Grotty explores the lesbian scene in London from Soho to Dalston. We follow Rigby (Izzy Teenyson) during what seems to be just a very long monologue. The entire play revolves around her point of view and nobody challenges it. There is little to no sense of drama here. It certainly wants to be provocative, but lacks substance.
Toad (Rebekah Hinds) and the Witch (Grace Chilton) interrupt Rigby at times but without much purpose. It seems to use shock for the sake of it, insulting Toad and portraying the Witch as a dark and twisted tattoo artist who only seems to be interested in strap-ons and dog collars. Both characters return often but add little. The same goes for everyone else who joins in – Natty (Anita-Joy Uwajeh) and Rigby’s mother (Clare Gollop); we are not entirely sure how essential they are. All the characters are underdeveloped; it could be about any group of friends, at any bar and on any given Wednesday chatting away but it’s nothing to write home about, let alone the backbone of a play. An attempt is made to explore loneliness and depression, for example, but again it is too superficial to really take anything from it.
Rigby’s movement and mannerism are over the top throughout and we are left wondering if there was a real need for it in the first place. Is it supposed to make us feel uncomfortable? Do we need such an exaggeration to understand she is awkward and not quite sure where and how she fits in this world?

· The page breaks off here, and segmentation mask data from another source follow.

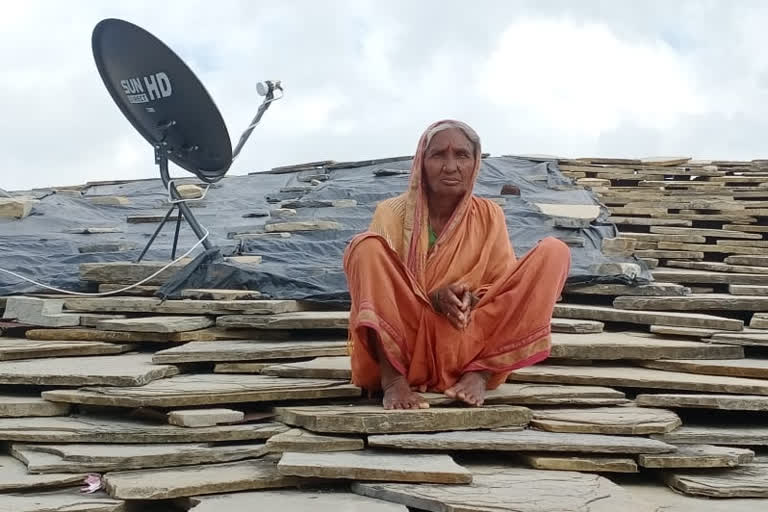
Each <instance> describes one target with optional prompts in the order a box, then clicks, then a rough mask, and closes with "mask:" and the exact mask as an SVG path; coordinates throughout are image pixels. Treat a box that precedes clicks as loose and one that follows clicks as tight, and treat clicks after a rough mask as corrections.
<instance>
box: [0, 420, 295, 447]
mask: <svg viewBox="0 0 768 512" xmlns="http://www.w3.org/2000/svg"><path fill="white" fill-rule="evenodd" d="M286 430H288V428H287V427H286V426H285V425H282V424H280V423H254V424H246V425H219V426H217V427H210V428H207V427H203V428H196V429H189V428H184V427H176V426H174V425H168V424H162V423H155V422H147V421H141V420H136V419H128V418H121V419H115V418H104V417H95V416H67V417H58V418H0V438H1V439H3V440H5V441H19V442H29V443H110V444H112V443H202V442H218V441H252V440H262V439H267V438H269V437H271V436H273V435H274V434H279V433H280V432H285V431H286Z"/></svg>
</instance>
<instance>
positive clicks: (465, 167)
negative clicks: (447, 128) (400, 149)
mask: <svg viewBox="0 0 768 512" xmlns="http://www.w3.org/2000/svg"><path fill="white" fill-rule="evenodd" d="M474 168H475V153H474V150H473V147H472V142H470V140H469V139H468V138H467V136H466V135H464V132H463V131H461V130H459V129H458V128H449V129H447V130H442V131H440V132H438V133H437V134H435V136H434V137H432V140H431V141H430V142H429V146H427V150H426V152H425V155H424V174H425V179H426V183H427V188H428V190H429V192H430V193H431V194H435V195H437V196H462V195H464V194H465V193H466V192H467V191H468V189H469V188H470V187H471V186H472V183H471V182H470V180H471V179H472V171H473V170H474Z"/></svg>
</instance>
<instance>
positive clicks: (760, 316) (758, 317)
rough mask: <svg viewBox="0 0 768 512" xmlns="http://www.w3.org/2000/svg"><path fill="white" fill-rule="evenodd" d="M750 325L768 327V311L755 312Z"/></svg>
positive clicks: (756, 326) (751, 320)
mask: <svg viewBox="0 0 768 512" xmlns="http://www.w3.org/2000/svg"><path fill="white" fill-rule="evenodd" d="M749 326H750V327H752V328H753V329H768V313H755V314H754V315H752V320H751V321H750V322H749Z"/></svg>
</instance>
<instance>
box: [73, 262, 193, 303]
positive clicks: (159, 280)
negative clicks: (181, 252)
mask: <svg viewBox="0 0 768 512" xmlns="http://www.w3.org/2000/svg"><path fill="white" fill-rule="evenodd" d="M190 261H191V260H189V259H186V260H182V261H180V262H178V263H175V264H173V265H171V266H170V267H168V268H167V269H165V270H163V271H162V272H160V274H158V275H157V276H155V277H153V278H152V279H150V280H149V281H146V282H145V283H143V284H144V285H147V286H160V285H163V284H165V282H166V281H167V280H168V279H169V278H170V277H171V276H173V274H175V273H176V272H177V271H178V270H180V269H182V268H184V266H185V265H186V264H187V263H189V262H190ZM167 264H168V262H164V261H142V262H139V263H135V262H123V261H119V262H108V263H81V264H80V279H81V280H83V281H93V282H96V283H110V284H125V285H129V284H134V283H137V282H139V281H142V280H144V279H146V278H148V277H149V276H151V275H152V274H154V273H156V272H158V271H159V270H160V269H162V268H163V267H165V266H166V265H167ZM100 299H101V298H97V299H96V300H100ZM86 300H91V301H93V300H92V299H90V298H88V299H86Z"/></svg>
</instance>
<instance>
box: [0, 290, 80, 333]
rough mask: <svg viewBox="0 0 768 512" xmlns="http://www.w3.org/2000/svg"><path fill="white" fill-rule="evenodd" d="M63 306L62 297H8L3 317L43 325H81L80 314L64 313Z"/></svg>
mask: <svg viewBox="0 0 768 512" xmlns="http://www.w3.org/2000/svg"><path fill="white" fill-rule="evenodd" d="M63 306H64V301H63V300H61V299H41V298H39V297H16V296H14V297H8V299H7V300H6V302H5V311H4V312H3V318H4V319H11V320H16V321H17V322H19V323H23V324H27V325H36V326H41V327H70V326H75V325H80V316H79V315H75V314H71V313H63V312H62V308H63Z"/></svg>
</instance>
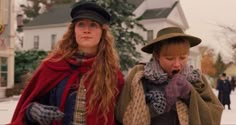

Otherwise, the performances are watchable and Hinds, Chilton and Uwajeh take on different characters who are quite distinct and, given the limitations of the play, quite convincing, but it could be a lot more compelling to watch if they were showing the audience the emotional and physical aspects of the scenes instead of telling it. There is definitely some humour here – the audience recognises stories and places and laughs at times, but while it is fast paced it is difficult to stay interested throughout.
Grotty runs at The Bunker until May 26th.